Now she is the star. She tells herself that fame isn’t guaranteed by doing one movie. She is, she said, level-headed that way.


But this is a book a lot of people are familiar with. And Mr. Daniels, who produced “Monster’s Ball” and directed Cuba Gooding Jr. and Helen Mirren in the movie “Shadowboxer,” apparently knows talent when he sees it. “She’s way smarter than me, way, way smarter than me, and most of the actors I’ve worked with,” Mr. Daniels said of Ms. Sidibe. “I love her with all my soul.”

When they first met, he said, they talked for hours. And he refused to make her repeat her audition, where she cried real tears. “I have to be really protective of her because she’s baring me her soul,” Mr. Daniels said. “A lot of her truth is in here.”



Getting into character as Precious, Ms. Sidibe slumps her shoulders and lowers her chin to play someone who feels invisible. “I kind of had in my mind that she wasn’t the ugliest person in the room, but she felt like she was,” she said.


Desk-job ambitions or not, Gabourey Sidibe is not Precious; she is a natural performer. But we all have our insecurities. She used to see Mo’Nique, the plus-size actress and comedian, on television and pray to be like her. Now Mo’Nique is her co-star, playing her mother. What she wanted about Mo’Nique’s life was not necessarily the fame.


“I always thought she was really funny, but also she’s very confident in the way she looks,” Ms. Sidibe said. “She’s very happy in the way she looks, and that’s what I prayed about. At that time in my life, I wanted to be everybody else, but I wanted to want to be Gabbie.”She was speaking in the past tense.

“At this point,” she laughed, “I don’t think there’s anyone better than Gabbie.”

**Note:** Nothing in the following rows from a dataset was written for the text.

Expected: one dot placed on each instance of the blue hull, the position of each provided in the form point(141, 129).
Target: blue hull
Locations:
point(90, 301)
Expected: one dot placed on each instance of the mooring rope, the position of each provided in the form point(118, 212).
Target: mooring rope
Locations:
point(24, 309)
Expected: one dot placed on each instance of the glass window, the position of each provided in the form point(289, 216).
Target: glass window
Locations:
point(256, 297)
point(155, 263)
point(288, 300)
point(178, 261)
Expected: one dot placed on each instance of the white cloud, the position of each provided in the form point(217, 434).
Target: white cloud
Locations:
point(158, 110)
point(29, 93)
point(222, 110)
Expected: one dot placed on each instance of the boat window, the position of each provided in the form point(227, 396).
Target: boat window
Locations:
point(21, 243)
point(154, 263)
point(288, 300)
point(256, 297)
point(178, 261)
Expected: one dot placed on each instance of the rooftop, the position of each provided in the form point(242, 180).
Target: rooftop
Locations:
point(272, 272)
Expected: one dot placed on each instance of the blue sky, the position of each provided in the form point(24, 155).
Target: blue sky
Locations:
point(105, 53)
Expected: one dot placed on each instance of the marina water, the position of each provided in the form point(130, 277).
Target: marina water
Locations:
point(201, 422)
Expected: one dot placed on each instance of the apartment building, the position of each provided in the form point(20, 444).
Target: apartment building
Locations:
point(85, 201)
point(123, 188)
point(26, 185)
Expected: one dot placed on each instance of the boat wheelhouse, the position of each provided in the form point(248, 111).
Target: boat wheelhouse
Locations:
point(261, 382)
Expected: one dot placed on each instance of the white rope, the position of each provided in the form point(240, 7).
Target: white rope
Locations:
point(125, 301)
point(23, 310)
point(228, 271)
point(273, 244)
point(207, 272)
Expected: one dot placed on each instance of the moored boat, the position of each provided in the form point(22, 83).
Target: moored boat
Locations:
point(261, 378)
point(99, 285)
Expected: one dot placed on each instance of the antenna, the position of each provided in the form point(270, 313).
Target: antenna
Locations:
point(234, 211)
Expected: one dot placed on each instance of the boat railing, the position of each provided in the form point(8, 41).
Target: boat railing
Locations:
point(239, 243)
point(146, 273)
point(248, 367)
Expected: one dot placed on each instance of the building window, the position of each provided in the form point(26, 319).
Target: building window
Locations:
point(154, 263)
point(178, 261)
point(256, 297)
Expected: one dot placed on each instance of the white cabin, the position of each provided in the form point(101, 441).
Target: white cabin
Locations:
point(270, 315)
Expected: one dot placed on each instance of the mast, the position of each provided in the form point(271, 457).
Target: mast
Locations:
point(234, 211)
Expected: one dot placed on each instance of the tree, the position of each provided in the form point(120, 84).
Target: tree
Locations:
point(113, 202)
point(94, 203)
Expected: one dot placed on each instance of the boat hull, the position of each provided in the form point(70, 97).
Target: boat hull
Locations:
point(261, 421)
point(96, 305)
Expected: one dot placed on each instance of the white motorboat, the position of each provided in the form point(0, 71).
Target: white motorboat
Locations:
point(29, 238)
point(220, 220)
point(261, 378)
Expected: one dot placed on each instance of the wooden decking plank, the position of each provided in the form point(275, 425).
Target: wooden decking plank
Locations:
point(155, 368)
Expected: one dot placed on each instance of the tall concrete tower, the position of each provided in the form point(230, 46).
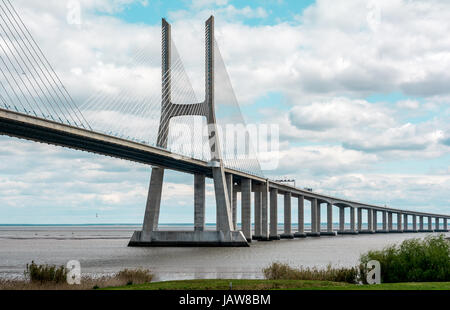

You GO Girl!!!! I had the pleasure of meeting this sister twice, we sat next to each other for Tracy Reese's show during fashion week in Feb and then we crossed paths again at the Divabetic conference at Gotham Hall. She's a nice sister. I also read this book when it first came out - it was a good read...a HARD read but definitely a good one (I felt the same way about The Color Purple when I first read it) and I look forward to checking out the performances of both Gabbie & Mo'Nique!

Not sure of the release date for PUSH yet.
"Everyone has talent. What is rare is the courage to follow the talent to the dark place where it leads."

1 comment:

Anonymous said...

Is Gabourey Afr or of African descent? Her name is interesting.